I’ve not managed to write about my veg boxes for the past couple of weeks. As much as I’ve wanted to, the last few weeks have been a little bit repetitive so I’ve not had anything new to write about. As we head into the hungry gap (the part of early spring when almost nothing is in season) I might have less interesting vegetables to write about. I’m really excited and impatient for it to be summer, when every week’s delivery is diverse and exciting and colourful!
This week we have:
Sometimes this is labelled winter purslane, other times they call it claytonia, but as far as I can tell they’re both the same thing. Whatever you call it, it’s a soft and mild small-leafed salad green. At this time of year, after months of living off root vegetables and cabbage, I find it so exciting to start getting salad.

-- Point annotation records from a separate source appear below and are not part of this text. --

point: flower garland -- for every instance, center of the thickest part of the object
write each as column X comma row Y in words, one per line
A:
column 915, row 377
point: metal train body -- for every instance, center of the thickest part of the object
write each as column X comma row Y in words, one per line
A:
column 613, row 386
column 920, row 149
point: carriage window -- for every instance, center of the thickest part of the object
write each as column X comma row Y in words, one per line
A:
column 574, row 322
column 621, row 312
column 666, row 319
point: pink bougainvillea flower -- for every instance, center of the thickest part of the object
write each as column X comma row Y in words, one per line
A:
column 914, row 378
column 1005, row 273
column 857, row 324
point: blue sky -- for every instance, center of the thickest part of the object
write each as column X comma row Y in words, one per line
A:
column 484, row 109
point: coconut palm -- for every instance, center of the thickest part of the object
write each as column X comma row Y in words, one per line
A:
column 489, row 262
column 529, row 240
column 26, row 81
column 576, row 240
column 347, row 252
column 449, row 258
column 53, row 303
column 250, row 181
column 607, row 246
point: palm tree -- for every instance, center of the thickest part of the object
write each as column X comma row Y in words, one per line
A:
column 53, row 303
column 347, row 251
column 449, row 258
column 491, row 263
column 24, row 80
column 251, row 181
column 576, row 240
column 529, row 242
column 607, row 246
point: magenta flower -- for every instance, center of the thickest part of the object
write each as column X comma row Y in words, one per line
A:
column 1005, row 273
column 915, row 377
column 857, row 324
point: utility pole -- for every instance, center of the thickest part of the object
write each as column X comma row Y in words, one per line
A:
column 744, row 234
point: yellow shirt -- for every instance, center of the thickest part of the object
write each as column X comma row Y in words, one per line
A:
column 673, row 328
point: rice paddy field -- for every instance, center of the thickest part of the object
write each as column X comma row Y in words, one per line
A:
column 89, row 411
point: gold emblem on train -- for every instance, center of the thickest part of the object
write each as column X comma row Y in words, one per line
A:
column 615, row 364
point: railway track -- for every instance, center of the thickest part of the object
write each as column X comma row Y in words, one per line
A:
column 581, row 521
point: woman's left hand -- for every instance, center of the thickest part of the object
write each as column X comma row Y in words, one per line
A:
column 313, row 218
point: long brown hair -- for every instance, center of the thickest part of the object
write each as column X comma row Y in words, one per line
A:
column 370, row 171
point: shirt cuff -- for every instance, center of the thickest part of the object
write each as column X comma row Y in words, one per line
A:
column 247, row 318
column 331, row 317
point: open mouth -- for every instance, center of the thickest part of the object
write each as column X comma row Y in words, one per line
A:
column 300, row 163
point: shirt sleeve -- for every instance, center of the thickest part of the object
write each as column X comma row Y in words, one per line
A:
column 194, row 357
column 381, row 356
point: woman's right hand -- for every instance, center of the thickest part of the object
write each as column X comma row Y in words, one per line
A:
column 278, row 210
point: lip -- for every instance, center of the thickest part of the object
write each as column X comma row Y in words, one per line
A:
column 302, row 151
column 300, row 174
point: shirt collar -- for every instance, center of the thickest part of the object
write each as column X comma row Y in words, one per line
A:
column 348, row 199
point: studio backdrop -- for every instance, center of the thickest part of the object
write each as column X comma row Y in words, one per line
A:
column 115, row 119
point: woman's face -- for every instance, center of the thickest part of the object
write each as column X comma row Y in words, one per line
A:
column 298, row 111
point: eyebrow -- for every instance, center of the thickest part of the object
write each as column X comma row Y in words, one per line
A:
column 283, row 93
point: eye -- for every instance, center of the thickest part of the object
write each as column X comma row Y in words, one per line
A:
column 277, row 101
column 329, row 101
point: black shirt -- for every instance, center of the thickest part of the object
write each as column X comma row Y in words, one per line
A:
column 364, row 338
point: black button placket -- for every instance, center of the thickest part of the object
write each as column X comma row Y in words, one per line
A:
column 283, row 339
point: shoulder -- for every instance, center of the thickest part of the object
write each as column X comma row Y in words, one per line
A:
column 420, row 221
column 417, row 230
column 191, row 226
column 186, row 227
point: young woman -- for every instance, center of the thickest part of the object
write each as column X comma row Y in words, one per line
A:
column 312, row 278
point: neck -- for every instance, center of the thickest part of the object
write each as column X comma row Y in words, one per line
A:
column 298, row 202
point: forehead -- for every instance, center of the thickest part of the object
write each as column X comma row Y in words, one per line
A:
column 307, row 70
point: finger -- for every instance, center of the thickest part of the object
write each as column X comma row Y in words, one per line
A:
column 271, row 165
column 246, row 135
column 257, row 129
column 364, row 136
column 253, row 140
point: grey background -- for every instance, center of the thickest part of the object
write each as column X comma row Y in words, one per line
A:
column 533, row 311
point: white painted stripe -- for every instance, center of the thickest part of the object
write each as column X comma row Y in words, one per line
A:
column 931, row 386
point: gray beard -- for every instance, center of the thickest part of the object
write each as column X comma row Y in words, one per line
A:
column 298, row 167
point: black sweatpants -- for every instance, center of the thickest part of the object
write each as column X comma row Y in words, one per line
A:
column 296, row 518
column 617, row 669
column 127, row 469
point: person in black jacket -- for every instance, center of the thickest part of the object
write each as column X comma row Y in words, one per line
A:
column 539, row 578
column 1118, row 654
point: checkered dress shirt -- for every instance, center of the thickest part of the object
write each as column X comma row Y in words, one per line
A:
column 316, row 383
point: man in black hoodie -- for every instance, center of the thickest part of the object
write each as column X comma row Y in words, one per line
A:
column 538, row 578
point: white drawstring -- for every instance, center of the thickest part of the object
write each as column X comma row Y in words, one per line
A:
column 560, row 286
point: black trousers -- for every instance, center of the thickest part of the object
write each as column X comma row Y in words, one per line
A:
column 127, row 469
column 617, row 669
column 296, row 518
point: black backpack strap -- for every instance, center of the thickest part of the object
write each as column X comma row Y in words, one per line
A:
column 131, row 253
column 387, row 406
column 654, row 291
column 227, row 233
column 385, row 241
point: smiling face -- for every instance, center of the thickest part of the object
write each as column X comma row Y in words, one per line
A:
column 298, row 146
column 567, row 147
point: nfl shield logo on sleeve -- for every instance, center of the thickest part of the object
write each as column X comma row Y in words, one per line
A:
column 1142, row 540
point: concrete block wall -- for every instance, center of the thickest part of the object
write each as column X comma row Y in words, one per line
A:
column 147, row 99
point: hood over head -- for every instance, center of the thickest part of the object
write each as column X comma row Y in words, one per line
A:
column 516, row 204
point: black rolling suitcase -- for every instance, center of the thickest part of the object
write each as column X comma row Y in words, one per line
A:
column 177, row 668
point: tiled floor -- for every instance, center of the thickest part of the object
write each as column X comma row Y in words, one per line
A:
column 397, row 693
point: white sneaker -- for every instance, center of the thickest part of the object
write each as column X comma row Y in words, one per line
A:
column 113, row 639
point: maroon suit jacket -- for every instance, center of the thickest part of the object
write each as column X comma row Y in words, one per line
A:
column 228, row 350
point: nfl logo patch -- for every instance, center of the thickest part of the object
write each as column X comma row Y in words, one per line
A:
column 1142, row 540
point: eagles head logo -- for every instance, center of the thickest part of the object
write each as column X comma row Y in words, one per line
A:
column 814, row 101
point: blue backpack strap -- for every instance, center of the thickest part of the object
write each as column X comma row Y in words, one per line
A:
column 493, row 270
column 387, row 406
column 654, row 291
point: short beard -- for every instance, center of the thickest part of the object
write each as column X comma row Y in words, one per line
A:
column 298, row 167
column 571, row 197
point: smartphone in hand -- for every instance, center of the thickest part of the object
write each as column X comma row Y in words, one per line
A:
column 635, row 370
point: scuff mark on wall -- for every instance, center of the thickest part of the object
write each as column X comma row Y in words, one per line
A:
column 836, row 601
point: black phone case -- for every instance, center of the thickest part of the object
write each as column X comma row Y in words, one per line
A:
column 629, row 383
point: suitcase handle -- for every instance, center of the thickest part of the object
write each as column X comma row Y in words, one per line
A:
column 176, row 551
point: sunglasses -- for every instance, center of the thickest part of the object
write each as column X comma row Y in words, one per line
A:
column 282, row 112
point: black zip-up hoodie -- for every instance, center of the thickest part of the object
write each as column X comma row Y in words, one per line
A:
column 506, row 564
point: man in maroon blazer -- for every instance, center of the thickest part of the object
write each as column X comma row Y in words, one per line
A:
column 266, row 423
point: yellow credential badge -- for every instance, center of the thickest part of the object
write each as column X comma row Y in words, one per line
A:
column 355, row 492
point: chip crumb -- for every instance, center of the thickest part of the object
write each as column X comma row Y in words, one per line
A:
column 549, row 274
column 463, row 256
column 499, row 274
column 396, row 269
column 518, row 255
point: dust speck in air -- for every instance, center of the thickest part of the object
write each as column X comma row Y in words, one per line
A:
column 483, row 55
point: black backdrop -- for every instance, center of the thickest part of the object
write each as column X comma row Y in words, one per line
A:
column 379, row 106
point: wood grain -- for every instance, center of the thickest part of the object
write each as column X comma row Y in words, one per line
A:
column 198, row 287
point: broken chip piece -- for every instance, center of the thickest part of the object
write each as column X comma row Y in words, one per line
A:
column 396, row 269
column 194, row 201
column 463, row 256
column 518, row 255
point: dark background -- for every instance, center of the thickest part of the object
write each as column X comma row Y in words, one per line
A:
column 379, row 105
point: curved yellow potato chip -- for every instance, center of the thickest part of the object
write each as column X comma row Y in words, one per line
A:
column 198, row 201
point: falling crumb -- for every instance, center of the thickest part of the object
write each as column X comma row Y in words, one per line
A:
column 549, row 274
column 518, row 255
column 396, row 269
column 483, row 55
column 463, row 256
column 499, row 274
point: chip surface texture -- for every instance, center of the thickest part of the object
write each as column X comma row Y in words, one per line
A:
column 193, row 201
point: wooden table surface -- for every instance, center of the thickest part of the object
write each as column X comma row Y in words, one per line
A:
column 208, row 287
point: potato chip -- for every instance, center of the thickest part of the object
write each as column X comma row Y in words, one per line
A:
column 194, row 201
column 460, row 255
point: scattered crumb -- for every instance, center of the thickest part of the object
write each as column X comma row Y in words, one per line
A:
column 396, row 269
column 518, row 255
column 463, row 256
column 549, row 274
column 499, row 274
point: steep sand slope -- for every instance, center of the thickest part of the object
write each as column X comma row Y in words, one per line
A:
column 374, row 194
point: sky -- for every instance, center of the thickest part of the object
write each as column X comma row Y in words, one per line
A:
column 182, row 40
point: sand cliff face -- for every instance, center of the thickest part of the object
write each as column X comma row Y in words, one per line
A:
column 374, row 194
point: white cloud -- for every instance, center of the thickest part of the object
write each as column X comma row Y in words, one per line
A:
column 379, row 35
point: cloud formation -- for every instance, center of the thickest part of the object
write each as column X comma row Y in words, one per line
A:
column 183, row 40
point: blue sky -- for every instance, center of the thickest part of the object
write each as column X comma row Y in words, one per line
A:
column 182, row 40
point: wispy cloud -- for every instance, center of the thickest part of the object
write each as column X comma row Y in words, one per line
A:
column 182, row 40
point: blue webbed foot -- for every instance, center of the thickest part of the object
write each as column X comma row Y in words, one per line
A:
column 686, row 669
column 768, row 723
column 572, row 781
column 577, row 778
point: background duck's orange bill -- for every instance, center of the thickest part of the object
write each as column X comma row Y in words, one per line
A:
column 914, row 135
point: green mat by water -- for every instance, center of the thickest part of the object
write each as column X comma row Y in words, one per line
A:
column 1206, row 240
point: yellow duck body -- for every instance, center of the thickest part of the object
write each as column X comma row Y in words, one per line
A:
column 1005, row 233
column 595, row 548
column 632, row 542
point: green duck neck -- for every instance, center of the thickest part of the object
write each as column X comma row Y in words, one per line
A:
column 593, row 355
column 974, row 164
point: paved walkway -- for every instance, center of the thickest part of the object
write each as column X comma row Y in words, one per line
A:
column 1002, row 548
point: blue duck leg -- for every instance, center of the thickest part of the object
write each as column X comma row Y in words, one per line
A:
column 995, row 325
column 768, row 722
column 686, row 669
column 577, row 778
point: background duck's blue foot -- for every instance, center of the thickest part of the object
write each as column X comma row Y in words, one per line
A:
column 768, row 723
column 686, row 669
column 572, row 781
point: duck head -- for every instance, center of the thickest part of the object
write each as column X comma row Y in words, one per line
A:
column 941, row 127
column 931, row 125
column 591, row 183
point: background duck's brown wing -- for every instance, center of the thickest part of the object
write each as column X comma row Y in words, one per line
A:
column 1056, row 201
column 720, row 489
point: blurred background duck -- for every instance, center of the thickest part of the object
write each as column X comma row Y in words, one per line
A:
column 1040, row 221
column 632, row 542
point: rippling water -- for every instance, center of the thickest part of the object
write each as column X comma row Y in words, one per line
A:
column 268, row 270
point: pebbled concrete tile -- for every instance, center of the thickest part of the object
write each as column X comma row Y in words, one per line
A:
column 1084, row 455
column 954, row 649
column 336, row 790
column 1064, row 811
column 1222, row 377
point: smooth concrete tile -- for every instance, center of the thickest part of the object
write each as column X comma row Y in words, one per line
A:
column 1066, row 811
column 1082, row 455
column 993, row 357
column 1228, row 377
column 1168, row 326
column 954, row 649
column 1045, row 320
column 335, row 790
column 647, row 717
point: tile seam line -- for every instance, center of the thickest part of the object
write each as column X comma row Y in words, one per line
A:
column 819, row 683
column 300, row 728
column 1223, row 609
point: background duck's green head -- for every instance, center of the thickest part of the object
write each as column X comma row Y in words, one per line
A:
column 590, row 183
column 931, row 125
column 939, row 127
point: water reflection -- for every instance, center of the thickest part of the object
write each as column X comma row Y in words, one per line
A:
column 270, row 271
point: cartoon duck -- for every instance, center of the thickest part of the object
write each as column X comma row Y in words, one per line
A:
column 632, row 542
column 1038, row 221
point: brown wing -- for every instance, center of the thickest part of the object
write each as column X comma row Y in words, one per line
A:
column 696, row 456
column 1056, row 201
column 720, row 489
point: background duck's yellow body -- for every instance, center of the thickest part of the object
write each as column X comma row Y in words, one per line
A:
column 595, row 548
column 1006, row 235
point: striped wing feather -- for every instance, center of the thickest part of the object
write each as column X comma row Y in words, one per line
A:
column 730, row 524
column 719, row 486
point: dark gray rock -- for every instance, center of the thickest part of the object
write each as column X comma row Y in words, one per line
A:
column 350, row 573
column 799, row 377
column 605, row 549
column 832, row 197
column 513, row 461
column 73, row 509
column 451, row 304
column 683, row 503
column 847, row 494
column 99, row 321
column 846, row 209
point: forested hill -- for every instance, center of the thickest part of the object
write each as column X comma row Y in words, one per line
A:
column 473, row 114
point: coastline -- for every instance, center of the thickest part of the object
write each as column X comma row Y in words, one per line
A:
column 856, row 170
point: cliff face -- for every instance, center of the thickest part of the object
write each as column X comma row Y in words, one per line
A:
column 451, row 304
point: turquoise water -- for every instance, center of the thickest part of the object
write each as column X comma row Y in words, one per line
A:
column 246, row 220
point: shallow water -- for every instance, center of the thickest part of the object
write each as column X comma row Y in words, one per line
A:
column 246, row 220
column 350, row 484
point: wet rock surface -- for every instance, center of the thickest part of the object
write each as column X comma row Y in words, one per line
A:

I love celeriac so much, it’s always a joy to get one. It can be a bit of a pain to prepare, you need a really good vegetable peeler (I’d recommend a ceramic peeler rather than metal) or failing that a really sharp paring knife. It’s worth it though, it’s warm, spicy, earthy, and totally unique. You can use it to make some pretty damn fine soup (like my celeriac and cider soup). I also particularly enjoy making alternative chips or wedges, by roasting it with curry powder, or chilli flakes, or just a bit of salt and pepper. Gorgeous!
OK, this wasn’t actually in my veg box, it is a home-grown gift from my mum (who you might notice commenting on my posts as tuthersue). Mum has a lovely, well-kept allotment, and grows tonnes of fruit and vegetables, so whenever I see my parents I always get a bag of home-grown vegetables. My brother lives much closer to home and occasionally gets home from work to find a surprise marrow on his doorstep. Anyway… red cabbage. I’ve got two favourite recipes for red cabbage, and while they have similar ingredients they’re completely different. The traditional way of cooking it is to braise it for an hour with a cup of vegetable stock, a knob of margarine, three-quarters of a cup of vinegar, and a tablespoon of sugar. To get a more intense flavour, or if you’re in a hurry, you should try Valentine Warner’s recipe for (in his words) red cabbage done properly. He’s got a really entertaining way with words, it’s worth reading his recipes even if you’re not planning to make them.
Also received this week: two different kinds of oranges, apples, bananas, carrots, potatoes, onions, mushrooms, two cute squashes that will almost certainly end up being stuffed and baked, cauliflower.